Health care recently has been chock full of ideas to improve quality and reduce costs, but many of these programs have limited evidence of achievement of their noble ends. One such initiative is disease management, which has slipped into slight disregard in the United States due to a perception, perhaps unfair, that it has achieved neither significant savings nor improvement in outcomes. McKinsey Quarterly carried an article describing disease management program experience in other countries, particularly Germany, and summarizing factors which appear to lead to success. (McKinsey Article)
Germany’s disease management programs are run by its sickness funds, which provide health coverage. The programs have 6 million people enrolled in them, although some are enrolled in more than one. The programs must have clear, evidence-based care guidelines, a single provider who coordinates care, guidelines controlling referrals to specialists and they must be offered nationwide. The diabetes program is the oldest and has shown good results to date, including fewer complications such as foot ulcers, increased patient satisfaction, and 13% lower costs, primarily through reduction of inpatient utilization.

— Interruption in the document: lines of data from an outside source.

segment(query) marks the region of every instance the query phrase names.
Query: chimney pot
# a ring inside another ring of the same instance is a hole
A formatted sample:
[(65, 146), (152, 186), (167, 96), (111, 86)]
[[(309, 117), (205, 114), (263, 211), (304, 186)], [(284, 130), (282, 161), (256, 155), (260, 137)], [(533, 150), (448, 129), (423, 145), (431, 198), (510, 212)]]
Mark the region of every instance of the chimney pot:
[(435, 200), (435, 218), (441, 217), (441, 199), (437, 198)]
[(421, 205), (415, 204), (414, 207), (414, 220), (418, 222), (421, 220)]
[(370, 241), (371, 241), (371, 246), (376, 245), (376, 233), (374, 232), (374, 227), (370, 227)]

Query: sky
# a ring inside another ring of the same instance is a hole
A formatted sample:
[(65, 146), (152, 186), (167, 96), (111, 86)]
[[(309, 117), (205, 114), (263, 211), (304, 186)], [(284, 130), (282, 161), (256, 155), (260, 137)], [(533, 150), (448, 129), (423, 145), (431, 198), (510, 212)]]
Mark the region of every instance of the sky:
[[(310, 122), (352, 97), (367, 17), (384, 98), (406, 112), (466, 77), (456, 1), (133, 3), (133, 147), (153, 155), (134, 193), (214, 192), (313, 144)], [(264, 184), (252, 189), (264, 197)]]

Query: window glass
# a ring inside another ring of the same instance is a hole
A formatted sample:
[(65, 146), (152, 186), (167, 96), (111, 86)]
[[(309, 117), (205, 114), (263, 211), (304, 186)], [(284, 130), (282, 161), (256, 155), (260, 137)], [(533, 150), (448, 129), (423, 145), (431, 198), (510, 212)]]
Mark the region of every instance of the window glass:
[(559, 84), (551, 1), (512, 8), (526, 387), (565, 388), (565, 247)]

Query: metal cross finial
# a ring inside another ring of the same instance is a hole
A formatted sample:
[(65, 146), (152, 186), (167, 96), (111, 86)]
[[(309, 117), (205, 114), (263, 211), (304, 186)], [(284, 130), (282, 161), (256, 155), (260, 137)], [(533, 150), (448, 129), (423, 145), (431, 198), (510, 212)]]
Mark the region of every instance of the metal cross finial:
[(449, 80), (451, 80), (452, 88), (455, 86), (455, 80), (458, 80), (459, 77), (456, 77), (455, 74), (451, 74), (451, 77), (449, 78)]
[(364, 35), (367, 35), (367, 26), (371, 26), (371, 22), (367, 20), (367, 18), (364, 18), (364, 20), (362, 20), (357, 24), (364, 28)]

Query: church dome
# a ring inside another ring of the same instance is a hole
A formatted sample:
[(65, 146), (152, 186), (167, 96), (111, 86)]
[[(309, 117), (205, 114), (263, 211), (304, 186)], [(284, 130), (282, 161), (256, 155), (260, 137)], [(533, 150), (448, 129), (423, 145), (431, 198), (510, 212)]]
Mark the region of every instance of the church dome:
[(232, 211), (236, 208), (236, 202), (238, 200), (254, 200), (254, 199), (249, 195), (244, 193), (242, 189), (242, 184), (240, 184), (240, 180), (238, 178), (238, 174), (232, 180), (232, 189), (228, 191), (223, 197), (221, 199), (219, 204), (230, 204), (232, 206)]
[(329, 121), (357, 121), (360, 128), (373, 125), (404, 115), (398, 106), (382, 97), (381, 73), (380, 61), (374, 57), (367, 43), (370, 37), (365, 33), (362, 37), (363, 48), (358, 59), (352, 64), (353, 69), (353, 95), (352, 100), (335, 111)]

The five success factors which McKinsey extrapolates from the German and other DM experience are: size, which allows cost spreading and resource sharing, produces more data for process refinement and makes it easier to get providers attention; simplicity–broad eligibility, simple care pathways and clear responsibilities; patient focus–interventions that apply to most patients, a single provider that the patient looks to for oversight and targeted patient incentives; information transparency, including clear metrics, third party data analysis, and open dissemination of results; and incentives for all parties–patients, providers and payers.